Solving transcendental equation involving exponential function

Question

I want to find analytical solutions of the equation $$(αx+β)=δe^{γx}, \qquad (1)$$ which is exactly this one: Solving transcendental equation involving exponential functions

The substitution $y = -\gamma x - \beta \gamma / \alpha$ transforms it into $$ y = \mu \cdot e^{-y}, \qquad (2)$$ where $\mu = -\gamma/\alpha \cdot e^{-\gamma \beta/\alpha}$.

When $\mu \geq 0 $, this equation has only one root, because functions $z = y$ and $z = \mu e^{-y}$ intersect in one point.

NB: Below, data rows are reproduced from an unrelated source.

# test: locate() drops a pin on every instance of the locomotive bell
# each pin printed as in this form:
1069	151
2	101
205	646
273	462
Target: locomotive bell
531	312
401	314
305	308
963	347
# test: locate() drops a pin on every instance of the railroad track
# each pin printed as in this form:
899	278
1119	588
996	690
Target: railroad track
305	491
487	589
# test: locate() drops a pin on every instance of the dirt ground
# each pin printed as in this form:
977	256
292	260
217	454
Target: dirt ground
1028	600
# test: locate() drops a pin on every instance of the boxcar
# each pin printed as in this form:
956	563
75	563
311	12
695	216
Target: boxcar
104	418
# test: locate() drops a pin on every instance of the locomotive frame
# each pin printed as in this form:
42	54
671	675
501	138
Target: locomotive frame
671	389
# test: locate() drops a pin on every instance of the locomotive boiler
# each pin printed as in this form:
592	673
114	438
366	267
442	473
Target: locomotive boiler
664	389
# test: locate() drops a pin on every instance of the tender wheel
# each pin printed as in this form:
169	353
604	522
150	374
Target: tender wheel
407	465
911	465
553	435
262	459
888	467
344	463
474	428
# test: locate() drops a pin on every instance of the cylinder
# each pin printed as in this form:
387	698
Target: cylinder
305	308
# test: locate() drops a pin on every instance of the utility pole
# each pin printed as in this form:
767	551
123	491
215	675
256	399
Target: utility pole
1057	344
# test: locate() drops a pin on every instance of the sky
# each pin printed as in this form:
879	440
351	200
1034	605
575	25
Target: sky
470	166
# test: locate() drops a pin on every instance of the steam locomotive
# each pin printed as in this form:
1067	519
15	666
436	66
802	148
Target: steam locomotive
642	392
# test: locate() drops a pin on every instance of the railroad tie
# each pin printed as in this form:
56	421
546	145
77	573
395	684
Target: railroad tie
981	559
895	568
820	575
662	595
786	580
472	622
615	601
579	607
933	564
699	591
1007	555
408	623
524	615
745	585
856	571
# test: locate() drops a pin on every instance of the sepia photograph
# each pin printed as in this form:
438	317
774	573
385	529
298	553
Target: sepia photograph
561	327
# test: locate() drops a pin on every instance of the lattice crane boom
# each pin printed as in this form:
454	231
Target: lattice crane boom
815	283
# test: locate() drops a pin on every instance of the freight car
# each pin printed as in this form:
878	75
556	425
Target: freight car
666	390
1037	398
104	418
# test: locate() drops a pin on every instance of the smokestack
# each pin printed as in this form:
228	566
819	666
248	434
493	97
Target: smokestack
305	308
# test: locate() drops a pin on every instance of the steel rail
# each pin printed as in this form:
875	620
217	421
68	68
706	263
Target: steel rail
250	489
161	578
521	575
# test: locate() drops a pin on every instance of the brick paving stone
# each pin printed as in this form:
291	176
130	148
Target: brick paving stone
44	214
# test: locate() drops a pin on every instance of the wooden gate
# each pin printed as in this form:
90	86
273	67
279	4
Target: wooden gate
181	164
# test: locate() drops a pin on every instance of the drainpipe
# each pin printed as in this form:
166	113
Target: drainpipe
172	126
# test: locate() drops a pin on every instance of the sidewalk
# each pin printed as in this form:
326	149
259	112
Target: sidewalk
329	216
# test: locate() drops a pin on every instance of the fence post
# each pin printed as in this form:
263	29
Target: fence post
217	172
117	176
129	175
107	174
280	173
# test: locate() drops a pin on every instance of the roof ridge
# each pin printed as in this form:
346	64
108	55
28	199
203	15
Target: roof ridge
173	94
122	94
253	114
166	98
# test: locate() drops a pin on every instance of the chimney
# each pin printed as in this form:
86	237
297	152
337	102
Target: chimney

Then I can treat this root as a funtion of $\mu$, that is $y = f(\mu)$. I can expand this function into the series about $\mu = 0$ by differentiating (2) and treating $y$ as an implicit function of $\mu$. I have a feeling though, that this is a reinvenging of wheel, and $y(\mu)$ must be a well-known special function.

Can someone point me to right direction where I can find an analytical representation of $y(\mu)$ through known (special) functions?

Answer 1

The equation

$$ y e^y = \mu $$

Has the solution in the Lambert W function

$$ y = W(\mu) $$

which is just defined as the inverse of the function $$ f(y) = ye^y $$

For $ -1/e < \mu < 0 $ the inverse is not one-to-one and you get two real solutions.

There does exist a Taylor series of the main branch ($y \ge -1$) around $0$ that converges for $-1/e < \mu < 1/e $

$$ W_0(x) = \sum_{n=1}^{\infty}\frac{(-n)^{n-1}}{n!}x^n $$

For larger values you get a rather complicated series involving $\ln x$ and $\ln(\ln x)$. Details are all in the Wiki page.

Answer 2

Substituting back in Dylan's answer. The solution $x$ to $$ \alpha x+\beta = \delta e^{\gamma x} $$ is $$ x = -{\frac {1}{\gamma\alpha} \left( \alpha\,W \left(-{\frac { \delta\gamma}{\alpha}{e^{-{{\beta\gamma}/{\alpha} }}}}\right)+\beta\,\gamma \right) } $$ using the Lambert W function.